JAKARTA, KOMPAS.com - Hyundai memastikan diri untuk serius dalam berbisnis kendaraan bermotor di Indonesia, terkhusus pada mobil listrik berbasis baterai. Sebab, bila terlewat maka potensi yang dimiliki Tanah Air bisa terbuang sia-sia.
Keseriusan ini dibuktikan dari pembuatan pabrik mobil di kawasan Deltamas, Bekasi, Jawa Barat yang sudah mendekati rampung dan rencana pendirian pabrik baterai bersama LG Energy Solution di Karawang, Jawa Barat.
"Era kendaraan listrik murni sangat penting karena pergerakkan global pada sektor otomotif ke sana. Tapi di Indonesia nampaknya pemerintah ingin masuk ke masa transisi lebih dahulu yaitu mobil hybrid," kata COO Hyundai Motor Asia Pacific, Lee Kang Hyun dalam diskusi virtual, Jumat (30/7/2021).
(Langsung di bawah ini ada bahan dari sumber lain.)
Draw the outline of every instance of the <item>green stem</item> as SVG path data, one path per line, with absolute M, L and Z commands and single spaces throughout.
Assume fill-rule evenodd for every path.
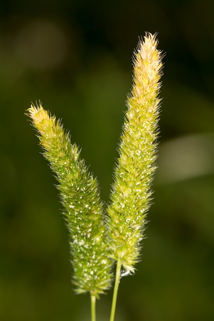
M 119 286 L 120 279 L 121 278 L 121 261 L 118 259 L 116 264 L 116 276 L 115 278 L 114 288 L 113 293 L 112 303 L 111 304 L 111 315 L 110 317 L 110 321 L 114 321 L 115 310 L 116 308 L 116 297 L 118 296 L 118 287 Z
M 96 321 L 96 297 L 91 295 L 91 321 Z

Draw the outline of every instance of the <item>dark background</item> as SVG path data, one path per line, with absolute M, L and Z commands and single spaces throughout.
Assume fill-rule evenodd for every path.
M 214 319 L 214 3 L 8 0 L 0 4 L 0 319 L 88 321 L 70 282 L 55 184 L 24 114 L 62 118 L 100 183 L 112 183 L 131 56 L 158 32 L 164 58 L 159 169 L 135 275 L 115 321 Z M 112 291 L 98 302 L 109 319 Z

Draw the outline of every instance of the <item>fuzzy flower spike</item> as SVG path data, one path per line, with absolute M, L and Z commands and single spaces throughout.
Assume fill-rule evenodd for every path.
M 109 288 L 111 276 L 96 179 L 80 158 L 77 146 L 71 144 L 60 121 L 56 121 L 41 105 L 32 105 L 28 111 L 37 130 L 44 155 L 59 182 L 70 236 L 76 291 L 89 291 L 94 303 L 95 297 Z
M 107 209 L 111 257 L 118 262 L 118 274 L 123 269 L 122 276 L 134 272 L 139 260 L 156 168 L 163 66 L 157 45 L 155 35 L 147 33 L 134 52 L 133 84 L 127 99 L 120 157 Z

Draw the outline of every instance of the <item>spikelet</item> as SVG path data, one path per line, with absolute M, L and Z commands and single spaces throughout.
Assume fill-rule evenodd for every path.
M 56 174 L 68 229 L 77 293 L 96 297 L 110 286 L 111 260 L 108 257 L 103 204 L 96 179 L 71 144 L 68 133 L 40 105 L 28 110 L 38 132 L 44 155 Z
M 134 52 L 133 84 L 119 146 L 108 213 L 111 257 L 134 271 L 151 200 L 158 135 L 161 52 L 155 35 L 146 34 Z

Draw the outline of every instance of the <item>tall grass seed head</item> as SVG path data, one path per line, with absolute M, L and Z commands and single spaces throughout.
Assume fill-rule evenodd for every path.
M 133 272 L 150 206 L 156 166 L 162 75 L 155 35 L 146 34 L 134 52 L 133 87 L 128 95 L 108 214 L 111 256 Z

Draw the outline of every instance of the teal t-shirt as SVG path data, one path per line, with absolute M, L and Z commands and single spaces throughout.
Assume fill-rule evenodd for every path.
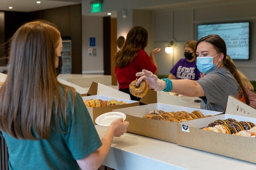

"Nah, masalahnya di dunia seperti China dan India, mereka dari teknologi ICE langsung ke electric vehicle (EV). Kalau kita mengarah ke hybrid dahulu, tidak masuk pada EV, itu sudah terlambat. Kita bisa kalah dari pesaing terdekat dan terkuat (di ASEAN), yakni Thailand," ujar dia lagi.
Sehingga, sangat memungkinkan bila Indonesia lagi-lagi akan tertinggal dari tren global maupun negara-negara lainnya. Alasan itu pula yang melandasi Hyundai untuk langsung membawa mobil listrik murni ke pasar dalam negeri.
Pernyataan Lee ini merupakan respons dari penerbitan PP Nomor 74 tahun 2021 tentang barang kena pajak yang tergolong mewah berupa kendaraan bermotor yang dikenai PPnBM.
Dalam regulasi tersebut pengenaan dan harga mobil hybrid masih sangat tipis dari mobil listrik murni. Maka, dalam jangka waktu menengah program EV bakal terhambat (pajak hybrid 6-8 persen, PHEV 5 persen, EV nol persen).
"Pasti, nantinya perpindahan dari mobil berbahan bakar dalam (ICE) ke mobil listrik beralih ke hybrid dahulu, bukan langsung ke EV. Saya rasa, pajak hybrid bisa dinaikkan lagi jadi proses perpindahan langsung ke mobil listrik murni," ucap Lee.
"Currently, masalah paling penting itu ialah pada harga mobil listrik. Kita lihat saja dari produk kami, harganya mencapai Rp 700 jutaan. Memang lebih murah dari mobil listrik lain yang Rp 1 miliar namun banderol tersebut masih tinggi di Indonesia," tambahnya.
"Jadi mungkin high segment saja yang bisa membeli mobil listrik. Jadi ini perlu diperhatikan lagi supaya Indonesia tidak tertinggal," kata dia lagi.
Di samping itu, Lee juga menyebut bahwa pemerintah dan pihak terkait harus semangat untuk membuat kebijakan meringankan produk EV agar dapat dijangkau ke seluruh masyarakat. Sebagai contoh ialah pembebasan BBNKB di seluruh wilayah, tidak hanya DKI Jakarta.
Untuk diketahui saat ini Hyundai sudah memperkenalkan dua EV berharga Rp 500 juta sampai Rp 700 jutaan, yakni Kona EV dan Ioniq. Keduanya mendapatkan respon baik tetapi akselerasi penjualan belum menunjukkan percepatan signifikan.